🤖 AI Summary
This work addresses the limitations of existing question-answering difficulty assessment methods, which rely on readability metrics, retrieval signals, or popularity and fail to capture the intrinsic reasoning challenges of questions. The authors propose Q-DAPS, a novel approach that formulates question difficulty through the entropy of plausibility scores assigned to candidate answers—an interpretable, scalable, and bias-robust metric that aligns closely with human judgments. Evaluated across four benchmark datasets—TriviaQA, Natural Questions (NQ), MuSiQue, and QASC—Q-DAPS significantly outperforms established baselines. Moreover, it demonstrates consistent robustness across varying model scales, hyperparameter settings, and question types, underscoring its generalizability and practical utility in evaluating QA system performance.
📝 Abstract
Estimating question difficulty is a critical component in evaluating and improving large language models (LLMs) for question answering (QA).

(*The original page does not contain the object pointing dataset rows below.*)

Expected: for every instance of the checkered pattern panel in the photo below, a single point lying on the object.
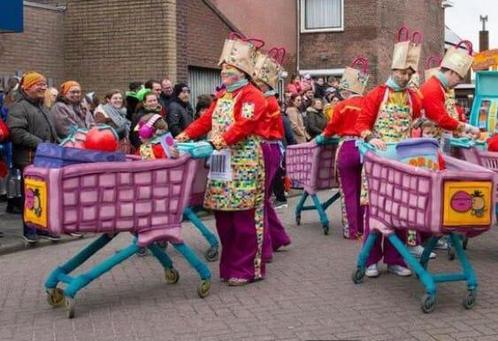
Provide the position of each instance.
(398, 197)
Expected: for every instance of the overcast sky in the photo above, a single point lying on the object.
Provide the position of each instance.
(463, 19)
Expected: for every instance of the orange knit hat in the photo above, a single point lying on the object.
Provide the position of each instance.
(30, 79)
(68, 85)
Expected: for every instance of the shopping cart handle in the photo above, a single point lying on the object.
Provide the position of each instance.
(197, 150)
(323, 140)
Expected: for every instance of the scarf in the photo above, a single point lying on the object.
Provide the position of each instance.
(237, 85)
(393, 85)
(117, 116)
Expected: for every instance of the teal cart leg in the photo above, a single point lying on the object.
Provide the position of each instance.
(212, 253)
(469, 274)
(321, 212)
(170, 273)
(299, 206)
(359, 272)
(61, 271)
(200, 267)
(429, 299)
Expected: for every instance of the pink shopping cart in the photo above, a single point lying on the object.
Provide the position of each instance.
(144, 198)
(311, 167)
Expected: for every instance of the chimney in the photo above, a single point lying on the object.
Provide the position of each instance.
(483, 35)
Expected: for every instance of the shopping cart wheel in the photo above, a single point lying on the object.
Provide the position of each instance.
(470, 299)
(212, 254)
(171, 275)
(428, 303)
(325, 229)
(203, 288)
(70, 303)
(55, 297)
(451, 253)
(358, 275)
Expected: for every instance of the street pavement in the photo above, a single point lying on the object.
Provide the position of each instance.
(307, 295)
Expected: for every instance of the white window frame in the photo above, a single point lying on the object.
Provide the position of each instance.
(302, 14)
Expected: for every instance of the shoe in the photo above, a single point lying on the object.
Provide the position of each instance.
(280, 204)
(30, 238)
(372, 271)
(399, 270)
(237, 282)
(417, 251)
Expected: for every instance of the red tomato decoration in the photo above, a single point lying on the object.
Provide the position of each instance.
(102, 139)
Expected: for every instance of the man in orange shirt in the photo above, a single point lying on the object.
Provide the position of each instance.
(343, 124)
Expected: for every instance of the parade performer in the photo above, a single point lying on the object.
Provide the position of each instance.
(438, 97)
(267, 71)
(387, 116)
(351, 86)
(235, 188)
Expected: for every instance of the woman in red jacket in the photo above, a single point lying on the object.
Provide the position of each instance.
(235, 188)
(266, 74)
(349, 167)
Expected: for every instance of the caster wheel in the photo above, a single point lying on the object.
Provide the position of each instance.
(172, 276)
(70, 303)
(203, 288)
(470, 299)
(358, 276)
(325, 229)
(451, 253)
(428, 303)
(55, 297)
(212, 254)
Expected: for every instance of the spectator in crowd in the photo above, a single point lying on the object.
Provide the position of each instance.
(149, 104)
(294, 86)
(320, 88)
(30, 124)
(166, 93)
(203, 103)
(296, 119)
(315, 118)
(50, 97)
(113, 113)
(180, 111)
(132, 99)
(155, 86)
(67, 112)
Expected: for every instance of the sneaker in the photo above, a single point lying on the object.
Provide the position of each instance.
(417, 251)
(280, 204)
(399, 270)
(372, 271)
(31, 238)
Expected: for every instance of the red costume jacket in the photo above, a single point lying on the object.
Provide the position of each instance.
(433, 101)
(271, 126)
(242, 126)
(343, 121)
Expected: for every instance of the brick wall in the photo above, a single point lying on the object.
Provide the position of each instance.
(201, 34)
(109, 43)
(40, 47)
(369, 29)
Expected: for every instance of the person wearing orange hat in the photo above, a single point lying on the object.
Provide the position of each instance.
(30, 124)
(67, 112)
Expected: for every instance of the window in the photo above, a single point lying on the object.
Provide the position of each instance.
(322, 15)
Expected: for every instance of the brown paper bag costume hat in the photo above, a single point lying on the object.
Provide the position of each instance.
(355, 77)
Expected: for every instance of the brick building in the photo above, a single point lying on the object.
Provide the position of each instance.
(107, 43)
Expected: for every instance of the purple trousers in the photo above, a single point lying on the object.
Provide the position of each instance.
(349, 169)
(274, 235)
(390, 254)
(239, 245)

Existing approaches often rely on readability formulas, retrieval-based signals, or popularity statistics, which may not fully capture the reasoning challenges posed to modern LLMs. In this paper, we introduce Q-DAPS (Question Difficulty based on Answer Plausibility Scores) method, a novel approach that estimates question difficulty by computing the entropy of plausibility scores over candidate answers. We systematically evaluate Q-DAPS across four prominent QA datasets-TriviaQA, NQ, MuSiQue, and QASC-demonstrating that it consistently outperforms baselines. Moreover, Q-DAPS shows strong robustness across hyperparameter variations and question types. Extensive ablation studies further show that Q-DAPS remains robust across different plausibility estimation paradigms, model sizes, and realistic settings. Human evaluations further confirm strong alignment between Q-DAPS's difficulty estimates and human judgments of question difficulty. Overall, Q-DAPS provides an interpretable, scalable, and bias-resilient approach to question difficulty estimation in modern QA systems.